Un homme robuste, terrien, le sourire franc, la poignée de mains compacte : le professeur Bouchet annonce la couleur.
Dans son bureau sombre, feutré, parqueté, indiscipliné et comme hors du monde, il déborde d’énergie et semble repousser les murs. Malacologue et responsable d’expéditions naturalistes de grande envergure, ce spécialiste des mollusques marins peut égrener une liste féconde, aussi magique qu’emblématique, de lieux qu’il a parcourus dans sa quête de biodiversité : Wallis et Futuna, Vanuatu, Fidji, Tonga, Salomon, Espiritu Santo, Mozambique, Madagascar, Papouasie-Nouvelle-Guinée… Entre science et organisation, il conjugue recherche et gestion.

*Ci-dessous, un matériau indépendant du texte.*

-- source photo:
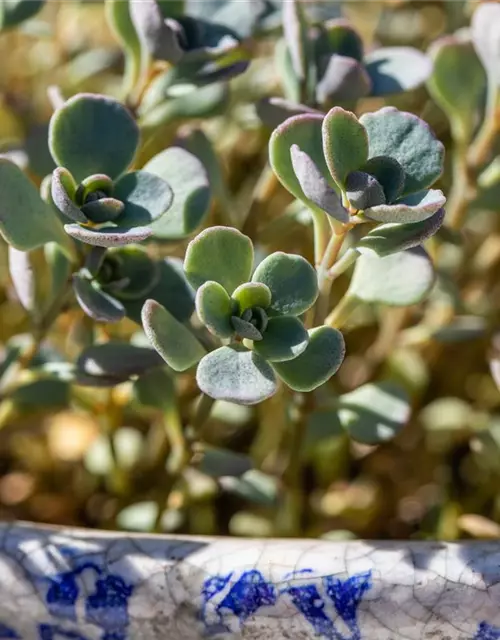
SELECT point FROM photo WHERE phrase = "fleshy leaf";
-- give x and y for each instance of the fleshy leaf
(486, 38)
(63, 189)
(236, 375)
(117, 360)
(146, 198)
(389, 173)
(409, 140)
(315, 186)
(173, 340)
(214, 307)
(390, 238)
(252, 294)
(221, 254)
(345, 143)
(364, 190)
(92, 134)
(399, 279)
(107, 236)
(26, 222)
(304, 131)
(172, 291)
(188, 179)
(344, 79)
(96, 304)
(317, 364)
(413, 208)
(103, 210)
(134, 265)
(159, 37)
(375, 412)
(456, 66)
(285, 338)
(292, 281)
(397, 69)
(274, 111)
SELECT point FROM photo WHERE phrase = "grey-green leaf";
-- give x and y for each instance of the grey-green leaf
(284, 339)
(91, 134)
(374, 412)
(214, 307)
(317, 364)
(236, 375)
(174, 341)
(292, 281)
(221, 254)
(188, 179)
(399, 279)
(98, 305)
(409, 140)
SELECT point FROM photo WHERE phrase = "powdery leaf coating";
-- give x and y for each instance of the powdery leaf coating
(26, 222)
(63, 188)
(107, 236)
(285, 338)
(252, 294)
(221, 254)
(389, 173)
(409, 140)
(315, 186)
(344, 79)
(118, 360)
(304, 131)
(393, 237)
(146, 198)
(235, 374)
(317, 364)
(398, 280)
(413, 208)
(345, 143)
(173, 340)
(96, 303)
(92, 134)
(214, 308)
(397, 69)
(292, 281)
(486, 38)
(374, 412)
(188, 179)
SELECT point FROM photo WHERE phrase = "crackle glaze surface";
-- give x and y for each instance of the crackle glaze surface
(83, 585)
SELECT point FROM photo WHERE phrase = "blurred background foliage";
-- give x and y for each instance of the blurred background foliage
(107, 458)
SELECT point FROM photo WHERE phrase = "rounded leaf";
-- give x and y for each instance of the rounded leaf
(92, 134)
(375, 412)
(315, 186)
(292, 281)
(146, 197)
(409, 140)
(221, 254)
(173, 340)
(98, 305)
(117, 360)
(304, 132)
(252, 294)
(399, 279)
(317, 364)
(345, 143)
(235, 374)
(285, 338)
(397, 69)
(188, 179)
(413, 208)
(214, 307)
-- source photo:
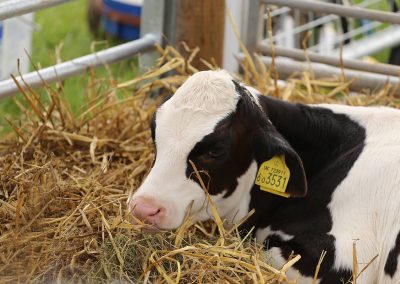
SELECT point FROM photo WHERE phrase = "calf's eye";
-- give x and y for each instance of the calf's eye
(216, 152)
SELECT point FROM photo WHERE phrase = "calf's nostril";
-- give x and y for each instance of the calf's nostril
(146, 210)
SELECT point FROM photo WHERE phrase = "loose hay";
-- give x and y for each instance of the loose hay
(65, 180)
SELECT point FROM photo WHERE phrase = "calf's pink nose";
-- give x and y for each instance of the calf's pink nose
(146, 210)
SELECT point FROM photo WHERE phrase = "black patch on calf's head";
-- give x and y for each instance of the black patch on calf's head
(224, 155)
(268, 142)
(391, 261)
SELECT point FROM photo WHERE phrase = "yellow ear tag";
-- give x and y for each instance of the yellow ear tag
(273, 176)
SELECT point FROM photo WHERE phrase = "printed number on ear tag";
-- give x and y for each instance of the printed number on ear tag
(273, 176)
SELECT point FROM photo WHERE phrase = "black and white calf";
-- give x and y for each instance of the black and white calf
(339, 166)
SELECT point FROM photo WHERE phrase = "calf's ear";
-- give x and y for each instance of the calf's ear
(270, 144)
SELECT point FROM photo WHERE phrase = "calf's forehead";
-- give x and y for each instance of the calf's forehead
(196, 108)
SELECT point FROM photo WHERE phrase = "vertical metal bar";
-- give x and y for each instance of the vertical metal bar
(250, 24)
(12, 8)
(151, 22)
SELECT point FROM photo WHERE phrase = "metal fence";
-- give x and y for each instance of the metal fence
(151, 35)
(293, 20)
(328, 38)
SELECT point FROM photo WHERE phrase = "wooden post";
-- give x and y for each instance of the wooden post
(200, 23)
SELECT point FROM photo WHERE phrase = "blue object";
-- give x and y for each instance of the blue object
(121, 18)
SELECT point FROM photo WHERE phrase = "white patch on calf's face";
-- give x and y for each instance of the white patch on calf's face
(198, 106)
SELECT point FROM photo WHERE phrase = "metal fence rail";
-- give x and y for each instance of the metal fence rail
(81, 64)
(345, 11)
(362, 80)
(12, 8)
(301, 55)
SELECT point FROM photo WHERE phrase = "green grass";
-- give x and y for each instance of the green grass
(65, 27)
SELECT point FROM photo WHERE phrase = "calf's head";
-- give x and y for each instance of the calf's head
(219, 126)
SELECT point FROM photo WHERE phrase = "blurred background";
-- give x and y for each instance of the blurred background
(75, 28)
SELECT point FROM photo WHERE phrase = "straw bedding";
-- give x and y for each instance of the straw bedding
(65, 179)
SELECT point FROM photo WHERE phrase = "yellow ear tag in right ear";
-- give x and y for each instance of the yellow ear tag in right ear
(273, 176)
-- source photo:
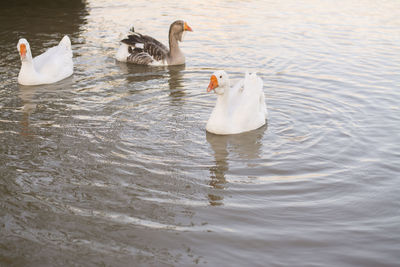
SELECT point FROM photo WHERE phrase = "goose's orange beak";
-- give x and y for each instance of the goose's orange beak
(213, 83)
(187, 27)
(22, 50)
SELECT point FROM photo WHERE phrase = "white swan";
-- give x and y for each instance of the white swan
(52, 66)
(240, 108)
(145, 50)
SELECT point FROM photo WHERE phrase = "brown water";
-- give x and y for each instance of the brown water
(113, 166)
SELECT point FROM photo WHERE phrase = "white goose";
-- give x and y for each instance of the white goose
(52, 66)
(240, 108)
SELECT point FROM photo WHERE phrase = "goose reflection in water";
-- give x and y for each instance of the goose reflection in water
(245, 147)
(140, 73)
(31, 102)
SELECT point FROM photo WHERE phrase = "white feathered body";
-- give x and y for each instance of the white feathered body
(52, 66)
(240, 109)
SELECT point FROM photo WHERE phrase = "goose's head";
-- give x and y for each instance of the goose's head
(24, 49)
(178, 28)
(219, 82)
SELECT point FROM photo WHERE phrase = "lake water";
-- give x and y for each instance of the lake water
(113, 165)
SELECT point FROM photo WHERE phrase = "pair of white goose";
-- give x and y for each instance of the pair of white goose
(239, 108)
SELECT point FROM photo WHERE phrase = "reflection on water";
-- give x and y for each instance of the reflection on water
(113, 166)
(246, 146)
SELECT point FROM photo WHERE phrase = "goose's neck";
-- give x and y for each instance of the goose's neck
(223, 99)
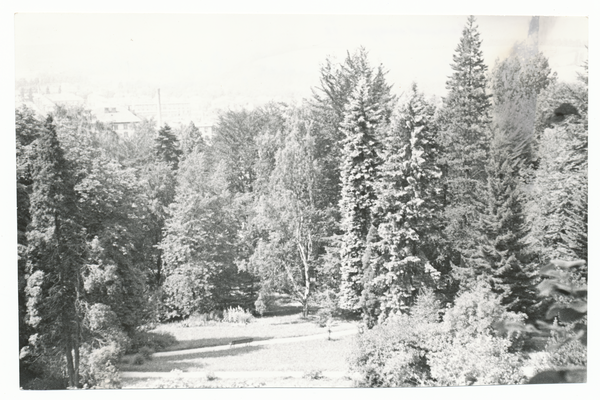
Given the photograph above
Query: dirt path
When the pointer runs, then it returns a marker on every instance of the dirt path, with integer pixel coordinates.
(230, 374)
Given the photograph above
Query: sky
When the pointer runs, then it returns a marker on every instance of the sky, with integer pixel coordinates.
(272, 55)
(279, 56)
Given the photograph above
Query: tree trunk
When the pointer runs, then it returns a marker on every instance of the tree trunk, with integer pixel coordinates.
(305, 308)
(70, 367)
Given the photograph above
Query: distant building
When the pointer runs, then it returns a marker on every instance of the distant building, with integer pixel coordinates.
(47, 102)
(205, 129)
(120, 120)
(170, 113)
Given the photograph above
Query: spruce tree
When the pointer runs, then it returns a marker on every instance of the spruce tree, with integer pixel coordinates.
(503, 257)
(166, 146)
(407, 208)
(55, 256)
(465, 137)
(358, 175)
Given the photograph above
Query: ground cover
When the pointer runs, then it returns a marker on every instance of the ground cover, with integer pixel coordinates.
(318, 362)
(320, 354)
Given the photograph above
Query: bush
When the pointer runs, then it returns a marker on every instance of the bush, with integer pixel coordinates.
(314, 374)
(210, 376)
(566, 353)
(237, 315)
(327, 302)
(263, 303)
(156, 341)
(418, 349)
(138, 359)
(98, 367)
(393, 354)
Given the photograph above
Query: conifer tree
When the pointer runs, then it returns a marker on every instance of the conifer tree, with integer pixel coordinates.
(503, 257)
(407, 208)
(55, 256)
(167, 146)
(465, 121)
(358, 175)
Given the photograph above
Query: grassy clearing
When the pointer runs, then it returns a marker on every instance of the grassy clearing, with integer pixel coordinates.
(324, 355)
(311, 358)
(216, 334)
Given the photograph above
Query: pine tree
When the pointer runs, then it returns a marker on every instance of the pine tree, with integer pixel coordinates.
(166, 146)
(504, 258)
(55, 255)
(407, 208)
(465, 121)
(358, 175)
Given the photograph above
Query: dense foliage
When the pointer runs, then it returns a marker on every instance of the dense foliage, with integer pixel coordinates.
(429, 223)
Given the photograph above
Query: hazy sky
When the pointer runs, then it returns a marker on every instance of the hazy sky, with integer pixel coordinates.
(273, 55)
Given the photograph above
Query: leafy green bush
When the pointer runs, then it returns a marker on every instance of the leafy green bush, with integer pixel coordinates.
(314, 374)
(237, 315)
(263, 303)
(138, 359)
(156, 341)
(418, 349)
(394, 354)
(98, 366)
(566, 350)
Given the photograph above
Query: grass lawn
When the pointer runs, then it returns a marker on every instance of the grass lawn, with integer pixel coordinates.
(320, 355)
(271, 327)
(302, 360)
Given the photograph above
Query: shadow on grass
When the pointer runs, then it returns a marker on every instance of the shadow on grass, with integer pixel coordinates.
(186, 362)
(209, 342)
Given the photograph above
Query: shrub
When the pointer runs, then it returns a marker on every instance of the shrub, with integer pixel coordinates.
(327, 301)
(314, 374)
(138, 359)
(418, 349)
(146, 352)
(393, 354)
(156, 341)
(566, 353)
(237, 315)
(263, 303)
(210, 376)
(98, 366)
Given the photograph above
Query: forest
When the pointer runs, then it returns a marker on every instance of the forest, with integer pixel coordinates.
(454, 231)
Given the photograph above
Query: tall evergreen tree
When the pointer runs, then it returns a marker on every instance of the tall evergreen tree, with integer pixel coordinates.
(558, 199)
(166, 146)
(516, 83)
(55, 256)
(337, 83)
(465, 121)
(359, 173)
(504, 257)
(408, 209)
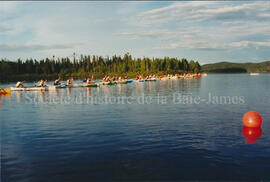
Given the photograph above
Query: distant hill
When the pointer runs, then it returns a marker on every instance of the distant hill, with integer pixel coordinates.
(228, 67)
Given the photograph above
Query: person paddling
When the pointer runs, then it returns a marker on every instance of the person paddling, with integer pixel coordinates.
(69, 81)
(41, 83)
(57, 81)
(19, 84)
(89, 81)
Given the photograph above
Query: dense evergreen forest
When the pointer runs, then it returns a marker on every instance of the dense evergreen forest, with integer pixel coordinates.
(99, 66)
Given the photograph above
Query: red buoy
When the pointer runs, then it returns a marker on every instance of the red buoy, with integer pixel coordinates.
(251, 134)
(252, 119)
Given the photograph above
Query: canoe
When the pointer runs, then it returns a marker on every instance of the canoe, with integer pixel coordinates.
(106, 83)
(28, 89)
(140, 80)
(53, 87)
(151, 79)
(5, 91)
(74, 85)
(121, 82)
(90, 85)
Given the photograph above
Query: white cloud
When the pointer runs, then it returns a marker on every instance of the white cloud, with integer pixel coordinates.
(4, 28)
(32, 47)
(205, 11)
(255, 44)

Parce qu’il ne part jamais seul, mais toujours entouré de plusieurs dizaines de chercheurs français et étrangers, tous spécialistes dans leur domaine, de techniciens,
d’étudiants, de stagiaires, etc., il sait combiner rêve et réalité, concept et quotidien.
Son objectif ? Inventorier la faune et la flore marines et terrestres, et découvrir des espèces nouvelles.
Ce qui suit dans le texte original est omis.